Women of reproductive age face unique barriers to lifestyle modification in terms of time, motivation, cost and social support, which may explain the high risk of weight gain in this group [15
]. All postpartum women face additional lifestyle change barriers due to infant needs and shifts in priority [19
]. Considering these significant barriers to lifestyle modification in the postpartum stage, lower weight loss or prevention of weight gain may be a more realistic and useful goal for this group. Achieving lower level weight loss or even weight stability actually constitutes a considerable achievement in light of the population trend of weight gain at this lifestage [15
]. Our findings provide evidence that even a small amount of weight loss or stability in the postpartum period carries significant health benefit in women with history of GDM.

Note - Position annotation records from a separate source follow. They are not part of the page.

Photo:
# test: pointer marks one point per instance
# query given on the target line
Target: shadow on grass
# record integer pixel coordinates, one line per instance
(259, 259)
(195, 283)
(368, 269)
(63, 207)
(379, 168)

The strengths of this randomized trial include the length of follow-up and rigorous data collection methods. Limitations include this study being a secondary analysis, which is cross-sectional in nature, and as such we cannot derive causal relationships between the variables described. Also the delivery format of the intervention was resource intensive yet only achieved a low level of engagement from participants, which makes it unattractive to funders of health services.